By “going postal,”the TLDs linked the IAEA’s dosimetry lab to bodies such as the World Health Organization in the mid-1960s. As a result, a global joint dosimetry audit program was set up making possible the establishment of national networks of hospitals specialized in cancer therapy and of secondary laboratories (SSDL) in Member States for standardizing radiation measurements. In 1970, the IAEA proposed the first international dosimetry protocol. The cornerstone in the laboratory’s history is the creation of a worldwide network of secondary standard dosimetry laboratories under the auspice of both the IAEA and WHO in 1976. Today the TLD postal dose audit service remains the major scientific activity for IAEA’s Dosimetry Laboratory. Interestingly, to resolve discrepancy problems and correct dosimetry at participating institutions is hardly a simple scientific task but often involves complex diplomatic negotiations between the Member State and the IAEA.
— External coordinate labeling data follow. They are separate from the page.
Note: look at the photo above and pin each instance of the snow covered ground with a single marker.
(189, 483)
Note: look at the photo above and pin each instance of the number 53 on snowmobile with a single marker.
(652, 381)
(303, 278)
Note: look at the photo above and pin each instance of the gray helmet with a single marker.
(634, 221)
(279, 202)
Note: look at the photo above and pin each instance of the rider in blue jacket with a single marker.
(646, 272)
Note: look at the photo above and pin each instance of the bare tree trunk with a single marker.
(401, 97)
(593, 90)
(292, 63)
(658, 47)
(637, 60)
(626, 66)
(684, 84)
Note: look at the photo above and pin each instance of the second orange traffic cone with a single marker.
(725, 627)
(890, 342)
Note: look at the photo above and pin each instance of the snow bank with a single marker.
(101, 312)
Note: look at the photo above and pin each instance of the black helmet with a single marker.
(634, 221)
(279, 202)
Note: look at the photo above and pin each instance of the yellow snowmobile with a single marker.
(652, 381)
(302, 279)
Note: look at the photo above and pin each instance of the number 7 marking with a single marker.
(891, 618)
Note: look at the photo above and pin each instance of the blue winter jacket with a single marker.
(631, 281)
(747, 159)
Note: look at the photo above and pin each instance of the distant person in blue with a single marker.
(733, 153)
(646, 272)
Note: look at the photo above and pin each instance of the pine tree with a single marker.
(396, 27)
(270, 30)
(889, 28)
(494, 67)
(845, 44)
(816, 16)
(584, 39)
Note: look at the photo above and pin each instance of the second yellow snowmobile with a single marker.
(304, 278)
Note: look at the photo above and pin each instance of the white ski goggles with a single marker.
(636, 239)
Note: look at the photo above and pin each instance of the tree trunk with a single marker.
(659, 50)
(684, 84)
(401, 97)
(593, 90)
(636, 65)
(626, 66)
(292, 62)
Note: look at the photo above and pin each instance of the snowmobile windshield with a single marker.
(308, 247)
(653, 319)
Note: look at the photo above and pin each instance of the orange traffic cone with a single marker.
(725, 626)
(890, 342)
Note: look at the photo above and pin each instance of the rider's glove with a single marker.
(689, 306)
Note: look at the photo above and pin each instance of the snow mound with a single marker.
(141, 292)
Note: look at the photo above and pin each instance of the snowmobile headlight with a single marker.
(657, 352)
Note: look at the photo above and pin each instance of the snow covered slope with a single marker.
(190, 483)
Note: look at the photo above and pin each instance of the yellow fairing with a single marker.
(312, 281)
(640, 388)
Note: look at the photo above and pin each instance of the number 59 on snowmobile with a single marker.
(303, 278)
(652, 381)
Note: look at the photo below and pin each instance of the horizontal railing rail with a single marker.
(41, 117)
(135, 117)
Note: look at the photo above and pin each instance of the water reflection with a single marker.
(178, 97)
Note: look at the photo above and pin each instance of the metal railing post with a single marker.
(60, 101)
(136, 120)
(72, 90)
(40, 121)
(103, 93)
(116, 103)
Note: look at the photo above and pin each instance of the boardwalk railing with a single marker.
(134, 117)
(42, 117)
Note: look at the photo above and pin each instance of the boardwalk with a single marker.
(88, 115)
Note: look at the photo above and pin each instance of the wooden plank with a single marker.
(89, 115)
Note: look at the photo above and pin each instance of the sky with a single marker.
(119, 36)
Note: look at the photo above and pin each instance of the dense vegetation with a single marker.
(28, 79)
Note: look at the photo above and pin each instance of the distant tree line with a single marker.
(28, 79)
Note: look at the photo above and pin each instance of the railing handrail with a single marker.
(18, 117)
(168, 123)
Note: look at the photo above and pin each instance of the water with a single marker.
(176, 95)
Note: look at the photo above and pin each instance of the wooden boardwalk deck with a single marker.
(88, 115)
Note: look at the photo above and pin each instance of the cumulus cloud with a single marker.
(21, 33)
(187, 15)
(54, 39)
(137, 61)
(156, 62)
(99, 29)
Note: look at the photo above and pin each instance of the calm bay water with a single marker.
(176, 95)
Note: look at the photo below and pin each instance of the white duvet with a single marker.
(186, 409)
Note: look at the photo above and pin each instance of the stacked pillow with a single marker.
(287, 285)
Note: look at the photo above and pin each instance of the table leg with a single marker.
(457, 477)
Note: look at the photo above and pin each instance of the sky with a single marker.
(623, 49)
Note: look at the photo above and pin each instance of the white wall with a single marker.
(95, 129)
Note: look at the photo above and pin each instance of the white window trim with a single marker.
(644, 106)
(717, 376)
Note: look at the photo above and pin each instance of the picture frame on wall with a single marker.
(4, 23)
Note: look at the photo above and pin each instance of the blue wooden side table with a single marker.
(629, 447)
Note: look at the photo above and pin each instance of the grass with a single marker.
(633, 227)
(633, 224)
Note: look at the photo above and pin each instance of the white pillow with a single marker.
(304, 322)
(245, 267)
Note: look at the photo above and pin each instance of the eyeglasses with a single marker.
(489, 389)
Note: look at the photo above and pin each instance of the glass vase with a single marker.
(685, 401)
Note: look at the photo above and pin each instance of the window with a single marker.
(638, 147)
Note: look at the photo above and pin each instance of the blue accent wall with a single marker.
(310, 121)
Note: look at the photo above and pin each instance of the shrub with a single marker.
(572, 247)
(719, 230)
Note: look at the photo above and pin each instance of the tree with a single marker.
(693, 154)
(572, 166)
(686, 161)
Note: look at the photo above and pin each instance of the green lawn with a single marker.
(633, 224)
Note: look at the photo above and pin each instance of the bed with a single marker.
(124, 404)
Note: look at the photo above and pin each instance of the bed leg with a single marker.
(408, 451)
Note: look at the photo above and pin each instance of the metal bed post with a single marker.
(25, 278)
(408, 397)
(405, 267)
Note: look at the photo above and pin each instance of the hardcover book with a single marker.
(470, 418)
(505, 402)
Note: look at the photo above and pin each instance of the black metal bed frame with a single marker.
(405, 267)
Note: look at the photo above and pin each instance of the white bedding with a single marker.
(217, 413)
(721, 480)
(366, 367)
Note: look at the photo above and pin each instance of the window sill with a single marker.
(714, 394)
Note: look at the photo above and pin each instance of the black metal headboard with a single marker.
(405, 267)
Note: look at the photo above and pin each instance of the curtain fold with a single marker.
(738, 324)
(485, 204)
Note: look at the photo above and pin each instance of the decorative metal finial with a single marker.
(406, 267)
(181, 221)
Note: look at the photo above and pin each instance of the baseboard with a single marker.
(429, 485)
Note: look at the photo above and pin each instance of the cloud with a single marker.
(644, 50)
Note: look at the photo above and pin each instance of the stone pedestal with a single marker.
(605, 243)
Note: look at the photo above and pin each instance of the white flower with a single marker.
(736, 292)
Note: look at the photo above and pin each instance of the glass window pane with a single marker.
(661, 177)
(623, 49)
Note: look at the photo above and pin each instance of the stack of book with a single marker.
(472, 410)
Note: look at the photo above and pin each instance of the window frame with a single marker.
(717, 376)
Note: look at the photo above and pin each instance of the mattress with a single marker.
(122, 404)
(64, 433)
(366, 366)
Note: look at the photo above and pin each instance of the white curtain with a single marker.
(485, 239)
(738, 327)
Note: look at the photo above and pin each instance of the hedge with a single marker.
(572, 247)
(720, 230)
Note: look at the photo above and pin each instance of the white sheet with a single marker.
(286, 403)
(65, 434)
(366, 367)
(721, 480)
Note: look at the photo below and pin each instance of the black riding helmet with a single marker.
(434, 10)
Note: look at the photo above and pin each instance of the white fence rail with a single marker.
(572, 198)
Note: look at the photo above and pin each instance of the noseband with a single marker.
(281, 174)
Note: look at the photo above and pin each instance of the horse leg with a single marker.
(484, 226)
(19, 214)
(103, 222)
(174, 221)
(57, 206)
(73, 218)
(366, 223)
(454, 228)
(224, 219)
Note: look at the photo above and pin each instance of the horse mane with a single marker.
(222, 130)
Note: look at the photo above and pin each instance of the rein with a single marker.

What are dosimeters then? They are not just measurement devices, simple portable instruments, and part of the laboratory’s material culture. They are also and foremost regulatory devices constitutive of concepts of public health, safety, and permitted levels of radiation exposure. They get involved in global diplomatic negotiations as long as, by being postal, they travel through the network of the United Nations Member States determining radiation doses and calibrating medical technologies. Dosimeters have never been “purely scientific” but instead a matter of social and political importance. By putting a dosimeter in a box and sending it worldwide, the IAEA sought to standardize radiation dosimetry in nuclear medicine and also to win the confidence and support of the public in its rules and procedures. Going postal meant going global exceeding the confined space of the scientific laboratory.

References

  1. Aoki, Miki. “Government offers dosimeters—not decontamination—for Fukushima evacueesThe Asahi Shimbun, June 29, 2013
  2. Eisenlohr, Horst. “The IAEA/WHO TLD Postal Dose Audit Service: From 1966 to 2010” SSDL Newsletter, 58: 2010, 11-12.
  3. Soares Christopher G., Eric L. Bright, and Margarete Ehrlich 1987. Fricke dosimetry in high-energy electron beamsGaithersburg, MD : U.S. Dept. of Commerce, National Bureau of Standards.